She pulled a chair close to my bed. “Yeah. I heard what happened. There really isn’t a nice way to say this. What they did was awful.”
Her honesty broke something open in me. I started crying again. Megan didn’t give me empty comfort. She didn’t tell me my parents loved me in their own way. She just handed me tissues and sat beside me in the dark while I mourned the family I had lost.
When I finally stopped crying, she leaned closer.
“I won’t lie to you,” she said. “The next few years will be hard. Treatment is brutal. But you are not doing this alone. I will be here. Every step.”
“You don’t even know me,” I whispered.
“Not yet,” she said with a small smile. “But I think you’re pretty remarkable.”

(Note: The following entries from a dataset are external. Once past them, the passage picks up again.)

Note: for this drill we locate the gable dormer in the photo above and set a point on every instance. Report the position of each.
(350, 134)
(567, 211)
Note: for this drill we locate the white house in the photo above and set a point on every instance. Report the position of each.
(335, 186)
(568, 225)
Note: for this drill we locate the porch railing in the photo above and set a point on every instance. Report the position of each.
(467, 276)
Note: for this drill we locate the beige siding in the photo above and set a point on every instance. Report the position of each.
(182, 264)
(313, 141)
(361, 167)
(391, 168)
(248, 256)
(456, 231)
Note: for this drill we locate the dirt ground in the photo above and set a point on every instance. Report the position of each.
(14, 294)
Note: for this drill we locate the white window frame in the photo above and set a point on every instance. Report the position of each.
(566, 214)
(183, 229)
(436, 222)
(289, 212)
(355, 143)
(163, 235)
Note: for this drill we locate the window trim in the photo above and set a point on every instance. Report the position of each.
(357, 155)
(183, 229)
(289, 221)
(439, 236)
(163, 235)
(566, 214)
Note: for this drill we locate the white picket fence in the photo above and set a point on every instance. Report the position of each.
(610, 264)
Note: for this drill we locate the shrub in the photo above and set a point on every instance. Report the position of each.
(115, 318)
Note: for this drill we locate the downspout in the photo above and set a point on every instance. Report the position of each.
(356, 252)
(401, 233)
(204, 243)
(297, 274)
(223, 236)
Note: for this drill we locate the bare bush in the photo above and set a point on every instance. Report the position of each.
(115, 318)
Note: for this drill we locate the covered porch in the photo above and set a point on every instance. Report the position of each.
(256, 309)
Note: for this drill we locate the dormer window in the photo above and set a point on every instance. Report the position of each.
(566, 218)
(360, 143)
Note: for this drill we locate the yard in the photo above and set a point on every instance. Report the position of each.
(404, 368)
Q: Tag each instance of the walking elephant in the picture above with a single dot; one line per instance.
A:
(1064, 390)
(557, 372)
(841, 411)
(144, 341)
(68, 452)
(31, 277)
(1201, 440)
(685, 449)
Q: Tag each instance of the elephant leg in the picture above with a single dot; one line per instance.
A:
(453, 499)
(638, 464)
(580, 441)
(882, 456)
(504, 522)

That night, Megan brought in an old deck of cards. We played Go Fish until two in the morning. She told me about her life. She was divorced. She had always wanted to be a mother but could not have children. She lived in a small house fifteen minutes away with a fat cat named Waffles.
“Why did you become a nurse?” I asked.
“My little brother had leukemia when I was eighteen,” she said. “He survived. But I never forgot the nurses who treated him like a person instead of a broken machine. I wanted to be one of the good ones.”
“Did your parents leave him?” I asked bitterly.
Her expression hardened. “No. They went broke helping him and never complained once. That is what real parents do.”
During that first month of chemotherapy, Megan became my anchor. When the medication made me sick, she held my hair back. When my hair began falling out, she made me laugh by showing me photos of her terrible high school perm. My biological parents never visited. Not once.